🏎️ F1-Pulse

End-to-End Data Lakehouse — Automated F1 Telemetry & Performance Pipeline on Databricks

📋 Project Overview

F1-Pulse is a production-grade data engineering pipeline that ingests, transforms, and analyzes Formula 1 racing data using the Medallion Architecture (Bronze → Silver → Gold).

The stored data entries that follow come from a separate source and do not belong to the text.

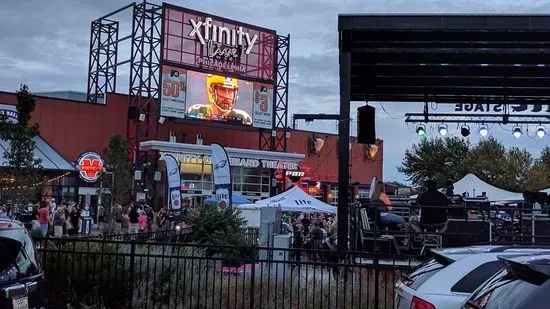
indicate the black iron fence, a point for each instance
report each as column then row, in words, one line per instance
column 96, row 273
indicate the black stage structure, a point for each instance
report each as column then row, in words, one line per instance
column 466, row 59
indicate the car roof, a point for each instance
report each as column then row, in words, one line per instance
column 455, row 254
column 536, row 262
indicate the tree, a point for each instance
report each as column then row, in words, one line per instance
column 23, row 172
column 518, row 165
column 120, row 165
column 440, row 159
column 486, row 161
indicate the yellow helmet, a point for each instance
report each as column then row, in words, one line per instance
column 222, row 91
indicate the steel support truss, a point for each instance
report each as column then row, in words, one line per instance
column 275, row 139
column 103, row 61
column 477, row 118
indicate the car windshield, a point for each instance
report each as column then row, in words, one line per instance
column 502, row 291
column 422, row 273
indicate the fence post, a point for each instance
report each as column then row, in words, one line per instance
column 131, row 277
column 252, row 282
column 376, row 278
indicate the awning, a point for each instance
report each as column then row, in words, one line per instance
column 51, row 159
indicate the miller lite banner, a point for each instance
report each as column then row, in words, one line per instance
column 174, row 183
column 222, row 176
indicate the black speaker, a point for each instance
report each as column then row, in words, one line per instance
column 366, row 128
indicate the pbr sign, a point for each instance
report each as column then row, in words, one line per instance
column 90, row 166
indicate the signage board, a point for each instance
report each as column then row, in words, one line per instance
column 198, row 40
column 90, row 165
column 234, row 161
column 173, row 95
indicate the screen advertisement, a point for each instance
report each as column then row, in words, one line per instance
column 219, row 98
column 172, row 97
column 263, row 105
column 198, row 40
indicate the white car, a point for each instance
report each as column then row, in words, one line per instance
column 447, row 280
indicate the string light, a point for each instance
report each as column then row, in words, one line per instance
column 36, row 184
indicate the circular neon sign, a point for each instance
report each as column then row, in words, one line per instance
column 90, row 166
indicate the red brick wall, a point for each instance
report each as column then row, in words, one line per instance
column 74, row 127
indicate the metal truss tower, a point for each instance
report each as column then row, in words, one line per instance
column 275, row 140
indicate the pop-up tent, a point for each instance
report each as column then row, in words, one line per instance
column 295, row 199
column 236, row 199
column 477, row 187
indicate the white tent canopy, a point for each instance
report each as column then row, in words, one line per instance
column 295, row 199
column 476, row 187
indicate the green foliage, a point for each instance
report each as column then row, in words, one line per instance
column 211, row 226
column 118, row 163
column 511, row 169
column 440, row 159
column 23, row 166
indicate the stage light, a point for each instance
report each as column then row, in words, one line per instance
column 541, row 132
column 443, row 129
column 420, row 130
column 517, row 132
column 465, row 130
column 483, row 130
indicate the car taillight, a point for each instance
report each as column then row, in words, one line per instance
column 419, row 303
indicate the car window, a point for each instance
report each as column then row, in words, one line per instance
column 480, row 274
column 422, row 273
column 504, row 291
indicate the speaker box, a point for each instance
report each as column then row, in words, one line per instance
column 366, row 128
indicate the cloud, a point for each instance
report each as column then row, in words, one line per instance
column 45, row 44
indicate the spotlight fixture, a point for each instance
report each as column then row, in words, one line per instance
column 483, row 130
column 420, row 130
column 517, row 132
column 465, row 130
column 443, row 129
column 541, row 132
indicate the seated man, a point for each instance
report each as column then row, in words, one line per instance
column 433, row 211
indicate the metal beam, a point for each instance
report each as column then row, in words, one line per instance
column 343, row 150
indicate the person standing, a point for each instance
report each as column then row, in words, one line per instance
column 44, row 219
column 58, row 222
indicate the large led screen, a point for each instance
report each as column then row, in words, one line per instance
column 215, row 97
column 199, row 40
column 219, row 98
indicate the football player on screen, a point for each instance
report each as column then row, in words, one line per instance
column 222, row 94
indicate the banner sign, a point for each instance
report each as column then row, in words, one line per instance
column 233, row 161
column 200, row 40
column 263, row 106
column 173, row 95
column 499, row 108
column 222, row 176
column 174, row 182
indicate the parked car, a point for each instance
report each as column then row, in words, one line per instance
column 452, row 274
column 20, row 270
column 523, row 284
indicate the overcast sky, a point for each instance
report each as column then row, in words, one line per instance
column 45, row 44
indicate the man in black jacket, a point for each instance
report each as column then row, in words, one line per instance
column 433, row 211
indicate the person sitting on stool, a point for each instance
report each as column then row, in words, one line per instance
column 433, row 216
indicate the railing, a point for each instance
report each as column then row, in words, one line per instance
column 130, row 274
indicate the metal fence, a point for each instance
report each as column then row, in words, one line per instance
column 97, row 273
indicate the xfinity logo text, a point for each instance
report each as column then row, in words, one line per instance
column 217, row 38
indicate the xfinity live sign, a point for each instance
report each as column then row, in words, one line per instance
column 222, row 41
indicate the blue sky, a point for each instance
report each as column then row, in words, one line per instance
column 45, row 44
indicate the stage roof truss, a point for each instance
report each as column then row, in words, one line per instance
column 448, row 58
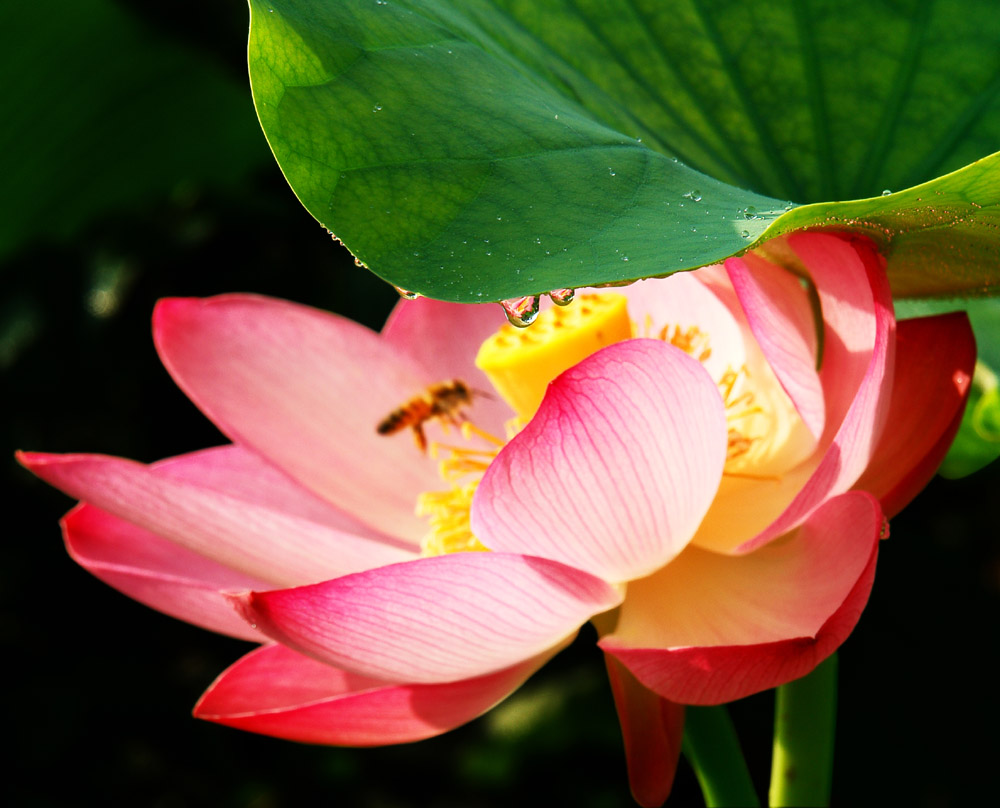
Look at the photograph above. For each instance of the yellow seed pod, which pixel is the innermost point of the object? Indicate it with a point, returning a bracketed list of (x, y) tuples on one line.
[(520, 362)]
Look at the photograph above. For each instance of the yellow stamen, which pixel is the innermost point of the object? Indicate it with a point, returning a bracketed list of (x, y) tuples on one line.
[(448, 515)]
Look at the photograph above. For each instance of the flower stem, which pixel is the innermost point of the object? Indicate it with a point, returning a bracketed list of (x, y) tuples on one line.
[(713, 750), (805, 718)]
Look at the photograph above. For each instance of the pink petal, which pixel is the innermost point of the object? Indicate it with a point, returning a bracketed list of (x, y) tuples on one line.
[(444, 338), (778, 314), (437, 619), (240, 473), (275, 691), (934, 363), (652, 729), (306, 390), (247, 536), (711, 628), (683, 300), (616, 469), (157, 572), (858, 357)]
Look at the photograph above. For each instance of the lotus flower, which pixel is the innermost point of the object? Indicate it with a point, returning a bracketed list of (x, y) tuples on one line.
[(701, 491)]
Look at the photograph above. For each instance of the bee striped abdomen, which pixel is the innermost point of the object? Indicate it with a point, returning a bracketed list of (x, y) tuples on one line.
[(444, 401)]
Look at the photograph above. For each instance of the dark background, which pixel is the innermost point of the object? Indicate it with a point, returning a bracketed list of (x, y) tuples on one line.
[(98, 708)]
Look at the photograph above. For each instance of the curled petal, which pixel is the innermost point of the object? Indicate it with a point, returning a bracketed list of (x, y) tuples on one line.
[(247, 536), (935, 359), (652, 729), (858, 360), (275, 691), (306, 390), (712, 628), (437, 619), (616, 469), (156, 572)]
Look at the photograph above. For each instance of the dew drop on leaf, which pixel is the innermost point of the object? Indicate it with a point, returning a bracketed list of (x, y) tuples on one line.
[(562, 297), (521, 311)]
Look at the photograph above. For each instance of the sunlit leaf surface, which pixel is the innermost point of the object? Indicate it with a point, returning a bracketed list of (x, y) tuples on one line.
[(480, 150)]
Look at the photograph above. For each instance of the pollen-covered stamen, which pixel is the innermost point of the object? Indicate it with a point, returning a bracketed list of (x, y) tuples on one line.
[(448, 516), (448, 511), (739, 405)]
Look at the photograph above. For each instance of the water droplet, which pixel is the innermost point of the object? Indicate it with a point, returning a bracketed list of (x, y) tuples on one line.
[(406, 295), (521, 311), (562, 297)]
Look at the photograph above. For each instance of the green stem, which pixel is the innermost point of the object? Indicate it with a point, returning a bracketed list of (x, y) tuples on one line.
[(713, 750), (805, 718)]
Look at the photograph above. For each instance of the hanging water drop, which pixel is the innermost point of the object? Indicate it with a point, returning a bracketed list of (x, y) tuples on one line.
[(562, 297), (521, 311)]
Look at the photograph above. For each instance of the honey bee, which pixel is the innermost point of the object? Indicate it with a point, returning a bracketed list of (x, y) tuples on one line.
[(443, 401)]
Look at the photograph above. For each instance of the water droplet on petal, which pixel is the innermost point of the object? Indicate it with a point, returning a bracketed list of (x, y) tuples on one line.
[(521, 311), (562, 297)]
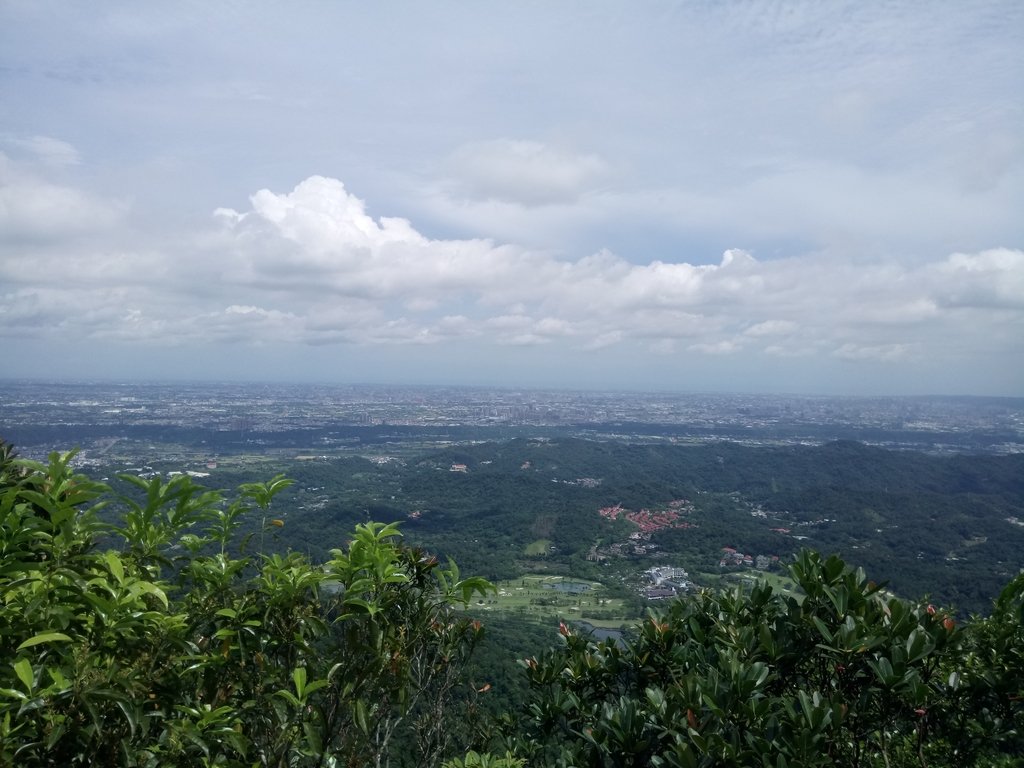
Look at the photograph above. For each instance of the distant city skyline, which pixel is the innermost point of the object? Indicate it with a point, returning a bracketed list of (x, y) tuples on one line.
[(765, 197)]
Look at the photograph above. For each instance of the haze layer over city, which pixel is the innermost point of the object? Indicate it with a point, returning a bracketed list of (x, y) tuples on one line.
[(766, 197)]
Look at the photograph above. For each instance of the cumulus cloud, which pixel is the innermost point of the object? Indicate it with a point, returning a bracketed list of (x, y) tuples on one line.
[(312, 266)]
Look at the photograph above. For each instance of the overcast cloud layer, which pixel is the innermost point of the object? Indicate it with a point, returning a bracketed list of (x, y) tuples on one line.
[(755, 197)]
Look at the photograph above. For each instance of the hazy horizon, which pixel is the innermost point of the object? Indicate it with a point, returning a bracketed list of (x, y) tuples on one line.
[(778, 198)]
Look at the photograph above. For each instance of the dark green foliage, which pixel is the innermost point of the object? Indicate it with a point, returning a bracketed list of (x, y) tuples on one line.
[(844, 675), (176, 649)]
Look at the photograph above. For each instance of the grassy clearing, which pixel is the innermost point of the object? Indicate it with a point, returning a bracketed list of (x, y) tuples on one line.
[(540, 547), (540, 596)]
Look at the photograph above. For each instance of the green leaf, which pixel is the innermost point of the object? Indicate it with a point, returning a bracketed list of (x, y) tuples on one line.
[(24, 671), (114, 562), (46, 637)]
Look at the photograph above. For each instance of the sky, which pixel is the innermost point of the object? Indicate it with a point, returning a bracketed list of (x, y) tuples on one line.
[(751, 197)]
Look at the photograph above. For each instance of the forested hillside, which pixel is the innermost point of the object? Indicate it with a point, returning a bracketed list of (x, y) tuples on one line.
[(927, 524)]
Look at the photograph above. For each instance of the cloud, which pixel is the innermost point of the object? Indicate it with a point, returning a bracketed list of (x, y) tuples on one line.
[(313, 267), (881, 352), (51, 152), (525, 173), (36, 209)]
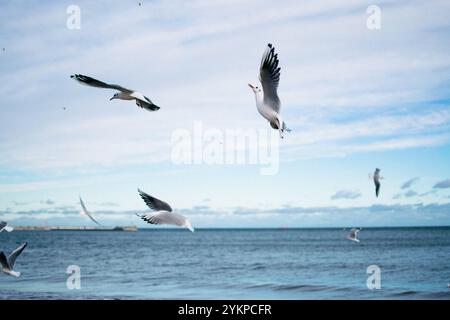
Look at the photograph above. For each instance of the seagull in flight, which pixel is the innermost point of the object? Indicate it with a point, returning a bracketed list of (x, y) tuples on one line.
[(84, 211), (8, 263), (353, 234), (163, 214), (376, 181), (267, 101), (4, 226), (124, 94)]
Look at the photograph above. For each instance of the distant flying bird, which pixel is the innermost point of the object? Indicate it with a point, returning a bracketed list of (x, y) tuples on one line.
[(267, 100), (376, 180), (4, 226), (163, 214), (84, 211), (353, 234), (124, 94), (8, 263)]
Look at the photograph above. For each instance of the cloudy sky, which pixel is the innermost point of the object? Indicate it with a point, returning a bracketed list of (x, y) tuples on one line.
[(355, 99)]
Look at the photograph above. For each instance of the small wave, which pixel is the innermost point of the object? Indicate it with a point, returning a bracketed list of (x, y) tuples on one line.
[(292, 287)]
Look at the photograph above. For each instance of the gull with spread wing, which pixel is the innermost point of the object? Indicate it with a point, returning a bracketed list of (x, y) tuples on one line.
[(8, 263), (124, 94), (163, 214), (267, 101)]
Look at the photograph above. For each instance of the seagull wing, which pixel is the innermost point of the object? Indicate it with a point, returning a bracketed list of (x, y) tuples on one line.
[(98, 84), (153, 203), (86, 212), (13, 256), (4, 261), (144, 102), (269, 75), (168, 218)]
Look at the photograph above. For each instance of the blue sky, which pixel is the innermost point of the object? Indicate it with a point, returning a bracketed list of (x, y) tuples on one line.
[(355, 98)]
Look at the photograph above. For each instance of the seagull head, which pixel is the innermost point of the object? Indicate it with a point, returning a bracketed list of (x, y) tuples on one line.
[(255, 88)]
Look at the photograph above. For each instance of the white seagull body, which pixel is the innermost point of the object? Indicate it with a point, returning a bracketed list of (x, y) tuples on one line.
[(353, 234), (85, 212), (124, 94), (8, 263), (163, 214), (267, 101), (4, 226)]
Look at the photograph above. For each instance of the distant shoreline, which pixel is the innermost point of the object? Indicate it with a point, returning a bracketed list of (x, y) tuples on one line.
[(127, 228), (133, 228)]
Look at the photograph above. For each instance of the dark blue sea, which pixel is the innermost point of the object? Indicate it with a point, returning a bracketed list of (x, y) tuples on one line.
[(230, 264)]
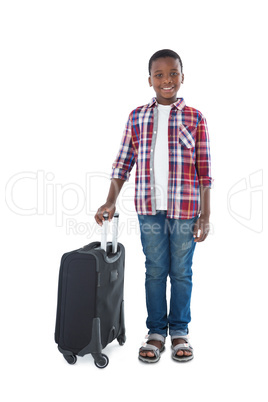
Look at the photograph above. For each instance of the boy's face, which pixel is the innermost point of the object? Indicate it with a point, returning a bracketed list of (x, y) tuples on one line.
[(166, 79)]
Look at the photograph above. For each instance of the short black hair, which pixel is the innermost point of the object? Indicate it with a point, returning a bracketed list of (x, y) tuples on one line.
[(164, 53)]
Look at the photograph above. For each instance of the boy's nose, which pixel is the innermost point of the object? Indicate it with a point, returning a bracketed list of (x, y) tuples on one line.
[(167, 79)]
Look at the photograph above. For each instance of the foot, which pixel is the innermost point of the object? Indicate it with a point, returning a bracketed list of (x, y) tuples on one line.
[(181, 353), (147, 353)]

The pipeline pulls raw JSON responses from the OpenF1 REST API, processes them through three Delta Lake layers, and delivers actionable driver and constructor performance insights. It is currently configured to process the 2025 Abu Dhabi Grand Prix, showcasing retry-safe API ingestion, schema drift detection, window function analytics, and multi-table Gold outputs.

🛠️ Tech Stack

Layer	Technology
Platform	Databricks (Serverless Compute)
Language	Python (PySpark + Pandas)
Storage	Delta Lake (ACID transactions, Time Travel, Schema Enforcement)
Governance	Unity Catalog (3-layer namespace: `f1_project.bronze/silver/gold`)
Version Control	GitHub Integration
Orchestration	Databricks Workflows (Jobs)
Data Source	OpenF1 REST API (free, real-time F1 telemetry)

🏗️ Architecture

OpenF1 REST API
      │
      ▼
┌─────────────────────────────────────────┐
│  BRONZE LAYER  (raw_sessions, raw_laps, │
│  raw_drivers, raw_telemetry)            │
│  • Retry-safe ingestion (3 attempts)    │
│  • Pandas middle-man for type safety    │
│  • ingested_at + source_url audit cols  │
└─────────────────┬───────────────────────┘
                  │
                  ▼
┌─────────────────────────────────────────┐
│  SILVER LAYER  (cleaned_sessions,       │
│  enriched_laps)                         │
│  • Schema drift detection               │
│  • Type casting (no blanket str coerce) │
│  • Driver deduplication before join     │
│  • is_valid_lap quality flag            │
└─────────────────┬───────────────────────┘
                  │
                  ▼
┌─────────────────────────────────────────┐
│  GOLD LAYER  (driver_performance,       │
│  constructor_standings, lap_progression)│
│  • Window functions & rankings          │
│  • Lap consistency (std deviation)      │
│  • Rolling 5-lap average (time-series)  │
└─────────────────────────────────────────┘

🔬 Layer Details

Bronze — Raw Ingestion (`01_Ingest_F1_Data`)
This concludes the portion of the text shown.